Como diminuir o risco de exposição ao radónio

Verifique os níveis locais de radónio

Mande medir os níveis de radioactividade dentro da sua casa, especialmente se morar numa zona de granito, e, se a sua casa tiver materiais graníticos.

Se fumar com regularidade numa zona com altos níveis de radónio aumenta drasticamente os riscos para a sua saúde. Portanto, desista imediatamente dos cigarros.

Se necessário, faça alterações simples no sistema de ventilação

Um extractor montado por baixo do edifício pode reduzir os níveis de radónio.

Radiações electromagnéticas

As radiações electromagnéticas consistem em ondas produzidas pelo movimento de partículas carregadas de electricidade. Entre os exemplos, figuram as ondas de rádio, as microondas, a luz visível e os raios X. Este tipo de radiações não-ionizantes é libertada por todos os aparelhos electrónicos modernos.

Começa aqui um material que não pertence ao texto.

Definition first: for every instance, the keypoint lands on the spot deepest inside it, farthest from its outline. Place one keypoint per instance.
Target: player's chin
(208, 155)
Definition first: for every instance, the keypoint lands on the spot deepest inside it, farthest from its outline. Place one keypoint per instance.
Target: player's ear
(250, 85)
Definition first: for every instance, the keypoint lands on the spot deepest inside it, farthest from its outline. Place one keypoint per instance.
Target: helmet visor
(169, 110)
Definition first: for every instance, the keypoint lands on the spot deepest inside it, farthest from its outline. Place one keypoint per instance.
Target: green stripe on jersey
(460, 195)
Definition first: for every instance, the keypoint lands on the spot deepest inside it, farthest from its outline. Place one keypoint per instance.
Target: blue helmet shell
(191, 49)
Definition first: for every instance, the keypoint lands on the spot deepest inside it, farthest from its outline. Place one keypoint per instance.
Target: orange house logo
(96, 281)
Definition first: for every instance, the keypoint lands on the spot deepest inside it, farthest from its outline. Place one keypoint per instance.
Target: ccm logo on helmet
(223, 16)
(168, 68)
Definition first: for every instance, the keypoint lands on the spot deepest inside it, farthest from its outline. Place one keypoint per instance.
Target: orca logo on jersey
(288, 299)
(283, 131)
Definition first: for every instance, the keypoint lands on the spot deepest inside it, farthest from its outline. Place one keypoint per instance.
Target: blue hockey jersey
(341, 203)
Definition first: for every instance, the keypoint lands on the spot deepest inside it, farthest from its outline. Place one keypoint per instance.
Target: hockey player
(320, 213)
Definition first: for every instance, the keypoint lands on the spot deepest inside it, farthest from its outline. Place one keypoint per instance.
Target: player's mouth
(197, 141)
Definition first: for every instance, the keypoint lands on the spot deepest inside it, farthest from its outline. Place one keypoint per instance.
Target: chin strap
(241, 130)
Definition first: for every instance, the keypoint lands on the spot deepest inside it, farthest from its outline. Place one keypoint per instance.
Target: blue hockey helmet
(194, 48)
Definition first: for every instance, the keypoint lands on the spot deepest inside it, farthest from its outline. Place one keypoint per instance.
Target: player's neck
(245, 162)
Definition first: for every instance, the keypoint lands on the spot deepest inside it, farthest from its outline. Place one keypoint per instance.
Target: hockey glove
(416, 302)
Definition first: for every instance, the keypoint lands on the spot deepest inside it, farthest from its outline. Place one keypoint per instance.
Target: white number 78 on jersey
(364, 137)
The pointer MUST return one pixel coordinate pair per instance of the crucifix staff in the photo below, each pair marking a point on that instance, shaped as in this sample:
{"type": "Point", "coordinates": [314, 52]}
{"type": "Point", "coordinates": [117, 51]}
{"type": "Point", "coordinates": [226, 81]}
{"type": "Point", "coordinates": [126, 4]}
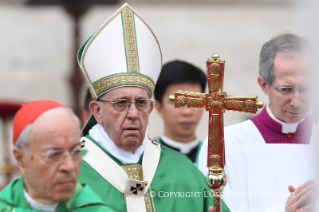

Até que ponto as radiações electromagnéticas são nocivas para a saúde e constituem uma ameaça para a longevidade é uma questão muito controversa. Existem estudos científicos suficientes para que seja possível admitir a existência de um risco, mas não se sabe ao certo para quem, qual é a sua dimensão nem em que condições. Muitas pessoas preocupam-se com os riscos provenientes da utilização de telefones celulares e das suas antenas exteriores, dos fogões microondas e dos cabos de electricidade. No entanto, os especialistas na matéria não estão de acordo quanto à hipótese de quem vive por baixo de cabos eléctricos ou de quem usa telefones celulares correr um risco maior de sofrer de leucemia ou de cancro do cérebro, respectivamente. Embora alguns estudos epidemiológicos apontem para uma taxa maior de doenças como o cancro nas pessoas que estão expostas a radiações não-ionizantes, nenhum estudo realizado até agora permitiu concluir que esta seja a causa da doença nem criar um mecanismo que estabeleça uma relação de causa e efeito. É possível que os campos electromagnéticos actuem de modo a provocar concentrações de outros agentes causadores de cancro, como o radónio.

Até haver provas mais concludentes, talvez seja preferível manter-se afastado de radiações não-ionizantes, na medida do possível.